Из двадцати высочайших вершин мира тринадцать целиком или частично расположены на территории Непала. Для восхождения на эти горы нужно предварительно получить разрешение, во время самого восхождения подчиняться предписаниям. На экспедицию, предпринятую в муссонное время, эти правила не распространяются. Весной 1979 года правительство опубликовало новый список так называемых разрешенных вершин. Теперь число вершин, на которые можно совершать восхождения, доходит до сотни. На высочайшую гору мира разрешается обычно две, а в виде исключения четыре экспедиции в год: одна в домуссонное время, одна в послемуссонное, третья и четвертая допускаются, если команды идут разными маршрутами. Осенью 1979 года должны быть выданы, кроме того, разрешения на зимние восхождения. А почему бы еще и не на муссонное время? Само разрешение стоит 1200 долларов. Это немного для того, кто платит, сравнительно с общими затратами примерно в 100000 долларов, но возможно достаточно для правительства, чтобы использовать и лето для приезда альпинистов в страну. Непал нуждается в восхождениях, получающих мировой резонанс. Может быть, в Министерстве туризма только и ждут моего предложения.

Непал – слаборазвитая страна с небольшой сетью шоссейных дорог. Большая часть его 14-миллионного населения работает носильщиками. Носильщикам нужна работа, в том числе и летом. Если мое восхождение в муссонный период окажется успешным, пойдут и другие группы. Летние восхождения привлекли бы посетителей прежде всего в самый глухой, северозападный район Непала. Расстояния в Непале измеряются количеством ходовых дней, и отдаленность оценивается большими деньгами.
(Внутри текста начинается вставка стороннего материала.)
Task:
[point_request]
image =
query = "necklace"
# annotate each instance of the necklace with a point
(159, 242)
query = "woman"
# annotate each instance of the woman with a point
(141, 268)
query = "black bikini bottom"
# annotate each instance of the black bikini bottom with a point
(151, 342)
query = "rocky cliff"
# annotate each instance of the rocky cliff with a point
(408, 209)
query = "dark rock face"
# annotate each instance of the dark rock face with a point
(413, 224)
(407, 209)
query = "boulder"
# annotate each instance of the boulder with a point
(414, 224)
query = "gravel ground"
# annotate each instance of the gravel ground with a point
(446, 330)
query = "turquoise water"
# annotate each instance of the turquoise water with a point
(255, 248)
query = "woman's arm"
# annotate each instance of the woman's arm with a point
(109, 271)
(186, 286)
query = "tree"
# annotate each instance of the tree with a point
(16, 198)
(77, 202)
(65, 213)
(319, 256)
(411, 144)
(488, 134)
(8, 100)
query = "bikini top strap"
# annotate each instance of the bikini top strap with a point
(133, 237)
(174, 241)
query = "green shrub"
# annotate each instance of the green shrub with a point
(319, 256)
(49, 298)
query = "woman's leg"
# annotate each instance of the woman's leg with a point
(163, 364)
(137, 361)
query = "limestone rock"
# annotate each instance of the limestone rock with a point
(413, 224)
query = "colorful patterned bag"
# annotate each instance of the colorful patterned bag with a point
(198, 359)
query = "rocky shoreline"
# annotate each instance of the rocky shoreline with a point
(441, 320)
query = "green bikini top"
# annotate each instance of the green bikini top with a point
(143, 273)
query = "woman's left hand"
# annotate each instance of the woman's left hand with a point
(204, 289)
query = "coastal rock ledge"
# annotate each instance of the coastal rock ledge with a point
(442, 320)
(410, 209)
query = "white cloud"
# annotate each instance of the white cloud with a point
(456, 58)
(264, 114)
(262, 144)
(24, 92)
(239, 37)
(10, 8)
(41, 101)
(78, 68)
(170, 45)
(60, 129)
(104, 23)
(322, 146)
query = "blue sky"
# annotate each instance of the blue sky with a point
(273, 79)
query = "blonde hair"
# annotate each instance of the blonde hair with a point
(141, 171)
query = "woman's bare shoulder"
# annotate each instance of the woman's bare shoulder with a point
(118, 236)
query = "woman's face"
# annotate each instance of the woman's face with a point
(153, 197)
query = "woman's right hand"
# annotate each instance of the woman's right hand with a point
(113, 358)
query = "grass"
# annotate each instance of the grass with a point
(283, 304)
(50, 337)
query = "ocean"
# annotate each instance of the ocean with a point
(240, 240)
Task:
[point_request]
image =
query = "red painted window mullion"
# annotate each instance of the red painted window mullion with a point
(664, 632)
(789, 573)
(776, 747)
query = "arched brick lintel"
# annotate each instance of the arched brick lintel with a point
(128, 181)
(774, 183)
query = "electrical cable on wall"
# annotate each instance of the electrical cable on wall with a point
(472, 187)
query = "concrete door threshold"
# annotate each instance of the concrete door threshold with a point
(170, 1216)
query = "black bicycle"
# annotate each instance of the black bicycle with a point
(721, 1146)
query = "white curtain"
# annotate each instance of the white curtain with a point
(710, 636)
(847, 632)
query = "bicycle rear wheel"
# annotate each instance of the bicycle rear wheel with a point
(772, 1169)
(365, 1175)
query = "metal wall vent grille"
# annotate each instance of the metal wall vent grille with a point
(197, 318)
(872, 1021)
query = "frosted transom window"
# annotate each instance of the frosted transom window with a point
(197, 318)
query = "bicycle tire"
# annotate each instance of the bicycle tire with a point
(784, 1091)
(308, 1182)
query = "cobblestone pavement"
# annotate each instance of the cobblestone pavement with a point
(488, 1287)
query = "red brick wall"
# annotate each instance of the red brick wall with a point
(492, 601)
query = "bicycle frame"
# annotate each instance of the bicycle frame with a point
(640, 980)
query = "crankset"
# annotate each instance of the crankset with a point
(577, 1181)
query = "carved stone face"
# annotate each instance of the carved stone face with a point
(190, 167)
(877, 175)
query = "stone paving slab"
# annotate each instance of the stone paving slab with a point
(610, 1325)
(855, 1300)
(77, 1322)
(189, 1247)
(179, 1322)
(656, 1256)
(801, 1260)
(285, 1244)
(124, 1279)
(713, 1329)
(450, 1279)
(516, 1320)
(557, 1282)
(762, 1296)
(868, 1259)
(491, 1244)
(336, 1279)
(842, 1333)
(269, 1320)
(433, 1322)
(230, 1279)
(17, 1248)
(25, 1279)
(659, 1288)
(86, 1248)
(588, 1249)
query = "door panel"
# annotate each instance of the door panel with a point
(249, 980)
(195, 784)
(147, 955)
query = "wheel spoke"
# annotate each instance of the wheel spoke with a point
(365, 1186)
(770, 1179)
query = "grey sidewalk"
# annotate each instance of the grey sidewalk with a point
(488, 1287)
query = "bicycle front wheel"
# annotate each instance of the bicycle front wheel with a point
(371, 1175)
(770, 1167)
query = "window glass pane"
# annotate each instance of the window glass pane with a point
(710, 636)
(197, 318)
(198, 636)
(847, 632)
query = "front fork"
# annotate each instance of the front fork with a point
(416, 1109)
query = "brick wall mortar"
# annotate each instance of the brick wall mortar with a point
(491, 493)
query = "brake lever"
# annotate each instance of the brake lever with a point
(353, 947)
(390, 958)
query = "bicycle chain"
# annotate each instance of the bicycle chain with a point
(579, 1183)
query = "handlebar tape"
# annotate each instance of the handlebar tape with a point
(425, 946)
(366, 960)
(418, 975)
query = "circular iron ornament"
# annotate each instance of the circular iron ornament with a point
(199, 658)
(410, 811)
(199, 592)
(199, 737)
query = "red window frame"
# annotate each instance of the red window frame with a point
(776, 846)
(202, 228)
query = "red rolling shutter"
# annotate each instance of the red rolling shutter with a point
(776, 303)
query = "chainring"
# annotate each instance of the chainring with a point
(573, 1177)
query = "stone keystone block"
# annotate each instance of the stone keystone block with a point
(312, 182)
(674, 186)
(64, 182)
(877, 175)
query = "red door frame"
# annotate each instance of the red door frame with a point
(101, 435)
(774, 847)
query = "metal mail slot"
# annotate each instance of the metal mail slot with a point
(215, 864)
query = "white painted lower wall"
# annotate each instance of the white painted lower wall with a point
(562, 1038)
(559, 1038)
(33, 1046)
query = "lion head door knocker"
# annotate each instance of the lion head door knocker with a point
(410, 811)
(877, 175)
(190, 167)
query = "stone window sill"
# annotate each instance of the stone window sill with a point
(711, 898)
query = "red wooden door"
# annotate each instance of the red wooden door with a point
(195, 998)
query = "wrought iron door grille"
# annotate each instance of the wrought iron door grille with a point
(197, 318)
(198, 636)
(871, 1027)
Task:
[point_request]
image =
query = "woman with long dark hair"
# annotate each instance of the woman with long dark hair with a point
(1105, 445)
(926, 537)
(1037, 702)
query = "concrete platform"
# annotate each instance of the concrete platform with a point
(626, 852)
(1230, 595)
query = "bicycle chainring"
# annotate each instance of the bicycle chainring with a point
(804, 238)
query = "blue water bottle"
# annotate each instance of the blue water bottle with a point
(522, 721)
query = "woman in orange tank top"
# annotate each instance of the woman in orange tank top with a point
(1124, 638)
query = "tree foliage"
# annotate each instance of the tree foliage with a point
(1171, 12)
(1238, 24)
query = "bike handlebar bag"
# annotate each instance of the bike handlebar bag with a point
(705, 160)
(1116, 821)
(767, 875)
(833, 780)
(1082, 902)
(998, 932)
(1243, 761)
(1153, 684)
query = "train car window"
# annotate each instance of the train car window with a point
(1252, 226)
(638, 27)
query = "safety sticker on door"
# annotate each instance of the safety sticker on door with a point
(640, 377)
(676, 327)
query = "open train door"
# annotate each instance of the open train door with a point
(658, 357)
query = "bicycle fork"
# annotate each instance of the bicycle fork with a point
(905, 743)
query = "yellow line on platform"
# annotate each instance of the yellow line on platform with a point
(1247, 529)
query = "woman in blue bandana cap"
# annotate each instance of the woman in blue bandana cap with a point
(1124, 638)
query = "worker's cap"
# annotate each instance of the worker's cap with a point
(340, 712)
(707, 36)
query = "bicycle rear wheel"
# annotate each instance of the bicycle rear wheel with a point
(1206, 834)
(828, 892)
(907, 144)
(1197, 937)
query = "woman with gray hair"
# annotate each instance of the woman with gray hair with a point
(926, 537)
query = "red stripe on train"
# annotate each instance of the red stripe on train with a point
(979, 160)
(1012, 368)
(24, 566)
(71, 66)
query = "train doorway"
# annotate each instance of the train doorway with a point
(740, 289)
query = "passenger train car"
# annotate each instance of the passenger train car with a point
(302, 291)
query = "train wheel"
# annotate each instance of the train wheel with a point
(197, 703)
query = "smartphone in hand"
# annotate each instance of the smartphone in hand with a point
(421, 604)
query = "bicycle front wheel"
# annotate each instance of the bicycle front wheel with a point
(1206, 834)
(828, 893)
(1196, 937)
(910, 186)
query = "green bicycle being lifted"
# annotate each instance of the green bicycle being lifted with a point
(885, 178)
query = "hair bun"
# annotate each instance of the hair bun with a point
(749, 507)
В экспедиции обычно работает несколько сот, а то и тысяча носильщиков. А подходы далеки, они занимают иногда несколько недель. Таким образом, нет никаких оснований отказывать мне в моей попытке муссонного восхождения.

 

Я иду по городу, мечтаю, строю планы. Потом спохватываюсь. Надо получить разрешение на лето 1981 года. В сопровождении Бобби Чхетри, менеджера «Маунтэн трэвэл» («Горный туризм»), ведущей туристской организации в Катманду, я иду к господину Шарма в Министерство туризма. «Маунтэн трэвэл» организует не только туристские, но и альпинистские экспедиции, и мой друг Бобби мог бы провести необходимую подготовку здесь в стране, если бы я получил ответ еще до отъезда в Европу.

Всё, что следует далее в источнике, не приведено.